Question

duplicating features in genbank file with biopython

0

Entering edit mode

9.4 years ago

s.vandenhurk ▴ 10

I have got a lot of genbank files with multiple genes in them, some of these genes have a single start and stop position e.g. 1000..1390 and some have multiple start and stop positions e.g. join(1000..1390,1400..1790,1900..2275)

I want to duplicate the entire CDS for the genes with multiple start and stop positions and insert only 1 start and stop position for every duplicate.

So 1 CDS with 3 starts/stops should become 3CDS with 1start/stop each.

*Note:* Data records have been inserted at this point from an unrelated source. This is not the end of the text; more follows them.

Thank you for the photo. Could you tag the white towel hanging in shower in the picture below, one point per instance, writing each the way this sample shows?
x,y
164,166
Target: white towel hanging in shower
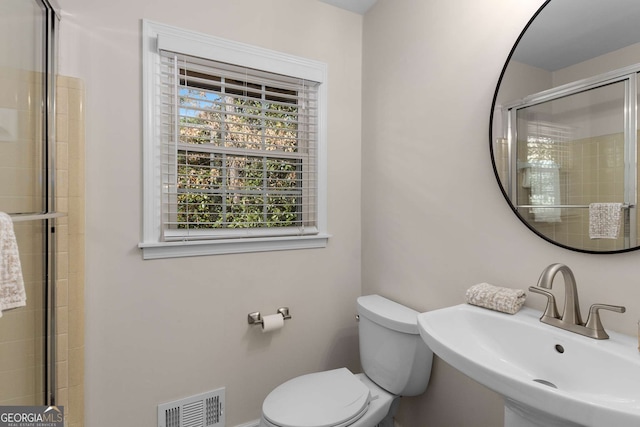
x,y
12,293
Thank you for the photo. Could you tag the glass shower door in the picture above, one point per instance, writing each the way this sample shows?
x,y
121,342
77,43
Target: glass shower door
x,y
572,152
26,194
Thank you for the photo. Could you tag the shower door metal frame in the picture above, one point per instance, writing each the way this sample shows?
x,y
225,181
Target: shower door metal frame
x,y
629,76
49,214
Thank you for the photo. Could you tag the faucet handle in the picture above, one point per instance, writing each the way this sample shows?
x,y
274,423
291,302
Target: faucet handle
x,y
594,323
552,309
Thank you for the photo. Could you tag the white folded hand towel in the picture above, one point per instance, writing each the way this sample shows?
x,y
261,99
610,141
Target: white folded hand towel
x,y
496,298
12,293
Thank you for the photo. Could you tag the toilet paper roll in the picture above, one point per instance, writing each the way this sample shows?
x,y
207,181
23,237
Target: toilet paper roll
x,y
272,322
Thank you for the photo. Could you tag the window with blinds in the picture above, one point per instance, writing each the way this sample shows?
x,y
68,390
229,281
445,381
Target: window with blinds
x,y
234,147
239,151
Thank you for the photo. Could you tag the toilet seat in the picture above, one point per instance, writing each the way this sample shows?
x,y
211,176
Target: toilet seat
x,y
333,398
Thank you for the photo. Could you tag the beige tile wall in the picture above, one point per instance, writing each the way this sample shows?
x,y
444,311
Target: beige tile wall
x,y
70,254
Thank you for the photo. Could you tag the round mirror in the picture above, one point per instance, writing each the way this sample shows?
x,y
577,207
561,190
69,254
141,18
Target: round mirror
x,y
564,125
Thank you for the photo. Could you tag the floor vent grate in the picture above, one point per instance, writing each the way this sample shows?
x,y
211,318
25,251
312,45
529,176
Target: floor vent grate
x,y
202,410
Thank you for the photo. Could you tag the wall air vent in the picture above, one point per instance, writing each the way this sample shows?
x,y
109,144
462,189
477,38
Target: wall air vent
x,y
202,410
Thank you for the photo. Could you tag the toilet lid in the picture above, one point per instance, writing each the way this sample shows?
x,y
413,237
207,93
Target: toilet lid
x,y
322,399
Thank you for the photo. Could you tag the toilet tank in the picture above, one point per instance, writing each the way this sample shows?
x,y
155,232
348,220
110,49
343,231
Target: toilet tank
x,y
392,353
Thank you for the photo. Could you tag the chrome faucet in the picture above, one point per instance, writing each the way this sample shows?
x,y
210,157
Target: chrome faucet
x,y
570,319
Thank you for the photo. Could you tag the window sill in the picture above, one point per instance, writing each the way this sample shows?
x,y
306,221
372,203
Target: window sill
x,y
160,250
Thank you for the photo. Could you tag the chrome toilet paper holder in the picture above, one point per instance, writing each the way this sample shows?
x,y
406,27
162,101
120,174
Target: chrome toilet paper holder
x,y
255,318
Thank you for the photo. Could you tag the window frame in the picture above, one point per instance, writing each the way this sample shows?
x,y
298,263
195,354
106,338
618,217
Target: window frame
x,y
156,37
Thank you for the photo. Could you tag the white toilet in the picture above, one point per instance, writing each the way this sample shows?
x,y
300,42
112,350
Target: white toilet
x,y
395,360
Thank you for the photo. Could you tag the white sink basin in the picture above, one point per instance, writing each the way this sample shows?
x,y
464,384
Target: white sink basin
x,y
548,376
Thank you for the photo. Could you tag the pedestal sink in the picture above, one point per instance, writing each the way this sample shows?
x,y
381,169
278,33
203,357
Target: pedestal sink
x,y
548,376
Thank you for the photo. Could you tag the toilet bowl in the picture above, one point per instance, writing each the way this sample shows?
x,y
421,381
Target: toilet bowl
x,y
396,363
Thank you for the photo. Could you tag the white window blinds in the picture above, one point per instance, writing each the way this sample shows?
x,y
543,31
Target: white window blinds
x,y
238,149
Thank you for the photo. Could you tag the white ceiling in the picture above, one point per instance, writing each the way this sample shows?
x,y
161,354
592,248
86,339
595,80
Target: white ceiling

Anyone got a clue on how to achieve this?

biopython genbank • 2.4k views

ADD COMMENT • link updated 2.2 years ago by Ram 43k • written 9.4 years ago by s.vandenhurk ▴ 10

0

Entering edit mode

are you sure those "multiple start stop CDS" are not in fact indicating the intron/exon boundaries?

ADD REPLY • link 9.4 years ago by Whetting ★ 1.6k

score 0 · Answer 1 · 2014-12-01

0

Entering edit mode

9.4 years ago

Peter 6.0k

Unfortunately the answer is you shouldn't be doing this.

As per @Whetting's comment this is a meaningless question. Coding sequence (CDS) features like join(1000..1390,1400..1790,1900..2275) are generally indicating splicing (intron/exon boundaries) or in some cases ribosomal slippage.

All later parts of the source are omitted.